Methods: We report complications of 112 renal biopsies done at Walter Reed Army Medical Center (WRAMC) from 1996-99 performed without preceding bleeding times. Renal biopsies were done only on normotensive (<140/90) patients who had not recently been taking aspirin or non-steroidal anti-inflammatory agents, under real-time ultrasound guidance with automated 16 g (WRAMC) spring-loaded guns. High-risk patients (with serum creatinine > or = 3 mg/dl or creatinine clearance < or =30 cc/min by Cockroft-Gault formula, N=18, 16%) at WRAMC were treated with pre-renal biopsy estrogens or DDAVP. Factors were tested for their association with complications after renal biopsy using Chi Square testing for categorical variables and student's t-test for continuous variables. A stepwise logistic regression model was used to test for independent significance of factors.

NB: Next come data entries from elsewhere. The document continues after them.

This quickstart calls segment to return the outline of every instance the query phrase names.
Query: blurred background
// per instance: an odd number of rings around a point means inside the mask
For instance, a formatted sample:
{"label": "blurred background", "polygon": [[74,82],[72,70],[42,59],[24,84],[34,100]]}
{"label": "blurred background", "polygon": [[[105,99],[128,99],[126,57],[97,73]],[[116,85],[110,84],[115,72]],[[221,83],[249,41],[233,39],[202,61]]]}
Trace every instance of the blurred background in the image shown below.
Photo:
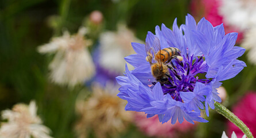
{"label": "blurred background", "polygon": [[[162,125],[155,117],[125,112],[125,101],[116,96],[114,78],[124,71],[124,57],[135,53],[131,43],[143,43],[147,32],[154,33],[155,26],[162,23],[171,28],[175,18],[178,25],[185,24],[189,13],[197,21],[205,17],[213,26],[224,23],[226,33],[239,32],[236,45],[247,49],[239,60],[247,67],[223,82],[218,92],[222,103],[256,136],[256,2],[235,1],[0,1],[0,135],[221,137],[223,131],[229,136],[233,131],[239,134],[213,110],[209,117],[202,113],[208,123]],[[20,103],[25,105],[20,107]],[[17,113],[25,115],[17,117]],[[24,132],[25,126],[30,132]],[[38,133],[31,132],[35,129]],[[26,133],[24,137],[15,135],[20,132]]]}

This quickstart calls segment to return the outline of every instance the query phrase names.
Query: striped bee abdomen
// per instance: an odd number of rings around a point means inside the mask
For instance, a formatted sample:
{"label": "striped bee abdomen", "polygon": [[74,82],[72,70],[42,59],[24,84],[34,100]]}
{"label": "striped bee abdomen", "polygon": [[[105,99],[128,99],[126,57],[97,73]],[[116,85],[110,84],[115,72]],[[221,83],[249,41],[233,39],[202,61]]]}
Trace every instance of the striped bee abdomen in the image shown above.
{"label": "striped bee abdomen", "polygon": [[155,59],[156,60],[160,59],[161,62],[166,63],[170,61],[173,56],[179,55],[178,52],[179,52],[179,50],[177,48],[166,48],[156,53]]}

Results: There were two cases each of gross hematuria and inadequate tissue (1.8% each). There were no transfusions or deaths. In univariate analysis, male gender and lower serum creatinine level at time of biopsy were significantly associated with increased risk of complications after biopsy. However, these factors were not significant in logistic regression analysis.
Conclusion: This study suggests that the use of bleeding times does not significantly alter the major complication rates associated with percutaneous real-time ultrasound guided renal biopsy.